Withdrawn Strategies for Coping in Crisis

Withdrawn Strategies for Coping in Crisis

While some deal with stress and crisis by using Anxious Coping Strategies, some go in a different direction still, and use more withdrawn coping strategies.

People with withdrawn strategies are able to compartmentalize and bury their feelings deep inside, so much so that they may come across as preoccupied and emotionally vacant. They are likely to get very busy with something tangible that keeps them away from relationships and from any feelings. They may focus on things that give them a sense of control. If you ask them how they are doing, they might seem overly bright, positive, and encouraging because they are so far removed from their feelings that they think that everything is just rosy.

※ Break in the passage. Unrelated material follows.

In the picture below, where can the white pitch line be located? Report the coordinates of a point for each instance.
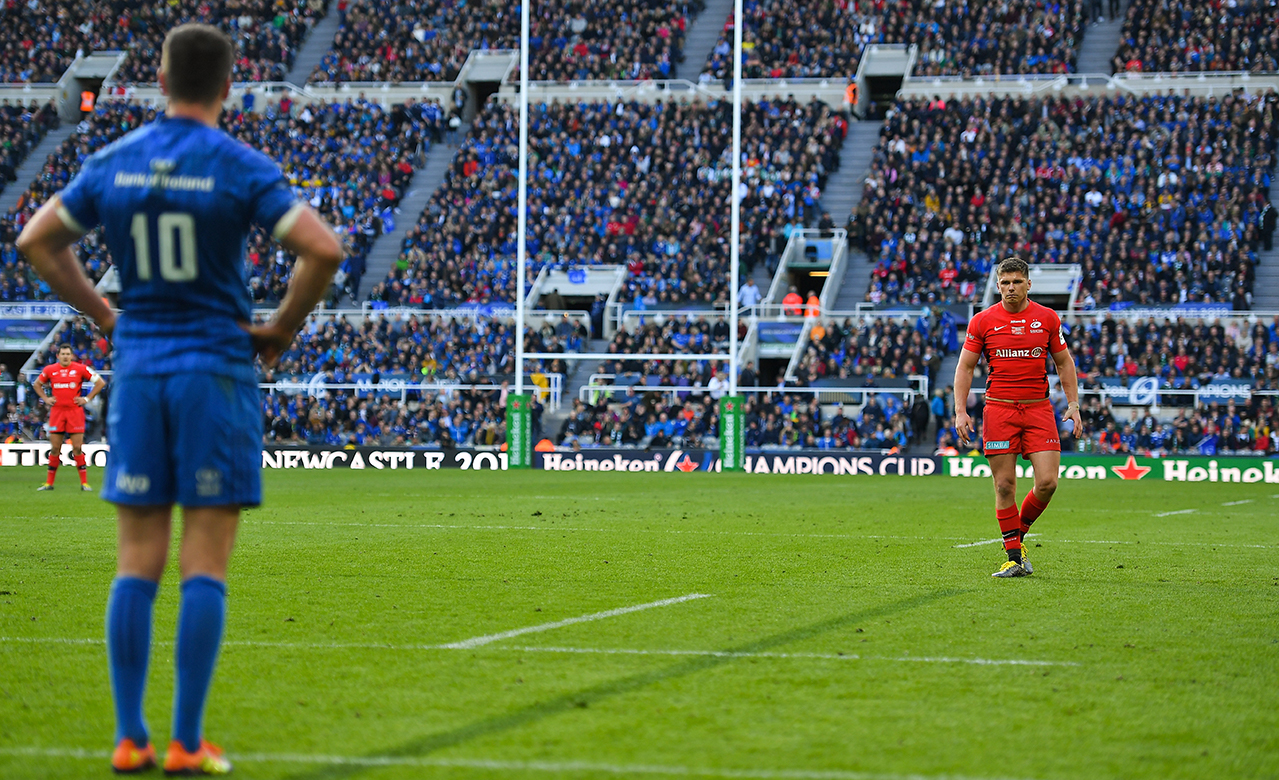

They are unlikely to want to talk about any feelings related to this crisis. I think about a loved one who would likely say “Nothing is going on”, or “I’m fine” if I inquired about how they are doing.

If you are parenting a child with a withdrawn strategy you are likely guessing how they are doing, or you’re thinking that they are just fine. The distance that they put in their relationships is helpful for them to keep intensity and feelings at bay. You don’t have to feel something that you aren’t experiencing after all.

So how do you support someone then when they’re using these withdrawn strategies to cope?

  1. Let them begive them space, respect that talking about it and feeling it makes it worse for them.
  2. Let them stay busy in ways they choose to do so – give them tasks, focus on things outside of themselves like games, chores, work.
  3. Focus on thoughts instead of on feelings. If you need to talk about your feeling and vent, keep it short and sweet, or contained.
  4. Keep things simple, superficial, less intense. If you need to talk about something serious do it while walking or while cooking, or while playing a game.
  5. If you need to communicate something personal and serious, consider doing it in a text or an email. This way they have space to consider it without feeling the additional pressure of answering you in the moment.
  6. Give then opportunities to be successful. Try asking them to strategize and to fix something.
  7. Be specific about what you need help in. Those who use this strategy especially like to get things right, and to be helpful.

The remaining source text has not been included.